In [None]:
import pandas as pd
from matplotlib import pyplot as plt
import seaborn as sns

%matplotlib inline
sns.set()

### Data ingestion and cleaning

In [None]:
# Encoding for Brazilian : https://community.atlassian.com/t5/Jira-questions/File-encoding-for-Portuguese-Brazilian/qaq-p/680609
df =  pd.read_csv('/kaggle/input/forest-fires-in-brazil/amazon.csv', encoding="ISO-8859-1")
df.head()

In [None]:
df.shape

So the dataset has 6 columns and 6454 rows. Let's check for missing values in the columns.

In [None]:
df.isna().sum()

So, we don't have any missing values in the data. A closer look at the `date` column separately tells us that it is not of much use. The `year` information is already captured, and the remaining date is always `01-01`. So we can easily discard the `date` column from any further analysis.

Next, let's do the following transformations on the dataset:
- Change `number` column from `float` to `int`
- Converting `month` column to numeric.

In [None]:
# converting `number` to int
df.number = df.number.astype('int')

# replacing the month column with its numeric version
df["month"] = df["month"].map({'Janeiro': 1, 'Fevereiro': 2, 'Março': 3, 'Abril': 4, 'Maio': 5, 'Junho': 6, 'Julho': 7,
       'Agosto': 8, 'Setembro': 9, 'Outubro':10, 'Novembro':11, 'Dezembro':12}).astype('category')

Let's have a look at the transformed data now.

In [None]:
df.head()

### Visualizations and inferences

#### How is the number of forest fires varying over the years?

In [None]:
fires_by_year = df[["year", "number"]].groupby("year").sum()
fires_by_year.reset_index(inplace=True)

plt.figure(figsize=(18,6))
sns.lineplot(x="year", y="number", data=fires_by_year)
plt.xticks(fires_by_year["year"])
plt.title("Number of forest fires each year")
plt.show()

There is a clear increasing trend in the number of forest fires happening in Brazil over the years.

#### Is there a relation between the month and the number of forest fires?

In [None]:
fires_by_month =  df[["month", "number"]].groupby("month").sum()
fires_by_month.reset_index(inplace=True)

plt.figure(figsize=(18,6))
sns.lineplot(x="month", y="number", data=fires_by_month)
plt.xticks(fires_by_month["month"])
plt.title("Number of forest fires by month")
plt.show()

This is a clear indicator that there are specific months when the number of forest fires in Brazil increases.
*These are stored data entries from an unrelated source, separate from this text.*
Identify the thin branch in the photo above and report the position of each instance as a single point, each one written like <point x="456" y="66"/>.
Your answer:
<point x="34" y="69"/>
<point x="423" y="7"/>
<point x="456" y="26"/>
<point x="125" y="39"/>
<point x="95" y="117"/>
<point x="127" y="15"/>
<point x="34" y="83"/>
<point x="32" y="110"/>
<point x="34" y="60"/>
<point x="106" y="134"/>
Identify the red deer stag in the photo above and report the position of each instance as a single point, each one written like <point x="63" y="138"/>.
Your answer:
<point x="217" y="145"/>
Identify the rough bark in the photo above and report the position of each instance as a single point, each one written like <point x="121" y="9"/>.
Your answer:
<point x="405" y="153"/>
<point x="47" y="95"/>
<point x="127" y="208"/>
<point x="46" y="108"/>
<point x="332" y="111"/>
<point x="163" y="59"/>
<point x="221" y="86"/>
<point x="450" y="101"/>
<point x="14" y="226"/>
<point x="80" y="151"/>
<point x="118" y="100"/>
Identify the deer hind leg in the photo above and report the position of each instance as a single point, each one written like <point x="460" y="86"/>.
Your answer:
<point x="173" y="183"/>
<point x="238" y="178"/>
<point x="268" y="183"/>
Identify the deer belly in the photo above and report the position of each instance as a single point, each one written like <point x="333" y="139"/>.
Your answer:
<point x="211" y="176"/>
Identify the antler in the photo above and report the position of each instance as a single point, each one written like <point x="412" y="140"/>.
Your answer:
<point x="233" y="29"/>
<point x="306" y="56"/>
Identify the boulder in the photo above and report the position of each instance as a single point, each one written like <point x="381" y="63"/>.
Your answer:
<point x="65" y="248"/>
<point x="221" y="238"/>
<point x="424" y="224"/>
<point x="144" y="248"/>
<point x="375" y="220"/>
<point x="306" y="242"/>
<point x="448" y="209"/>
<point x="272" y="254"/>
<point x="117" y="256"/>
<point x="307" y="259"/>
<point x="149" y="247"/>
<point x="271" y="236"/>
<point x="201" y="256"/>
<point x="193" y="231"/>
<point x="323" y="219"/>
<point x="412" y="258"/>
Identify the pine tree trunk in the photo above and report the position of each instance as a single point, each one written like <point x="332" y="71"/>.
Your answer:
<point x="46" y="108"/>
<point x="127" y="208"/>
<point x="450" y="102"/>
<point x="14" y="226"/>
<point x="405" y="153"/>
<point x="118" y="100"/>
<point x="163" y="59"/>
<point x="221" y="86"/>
The most number of fires happen in July, followed by August, October and November.

#### Which state has the most number of forest fires?

In [None]:
fires_by_state =  df[["state", "number"]].groupby("state").sum()
fires_by_state.reset_index(inplace=True)

plt.figure(figsize=(18,6))
sns.lineplot(x="state", y="number", data=fires_by_state)
plt.xticks(fires_by_state["state"], rotation="vertical")
plt.title("Number of forest fires by state")
plt.show()

This is surprising. In the media, we generally hear about the forest fires in the Amazons, but the state of Mato Grosso has far higher number of fires. It would be interesting to see the distribution of states with the most number of forest fires across years. So let's plot that next.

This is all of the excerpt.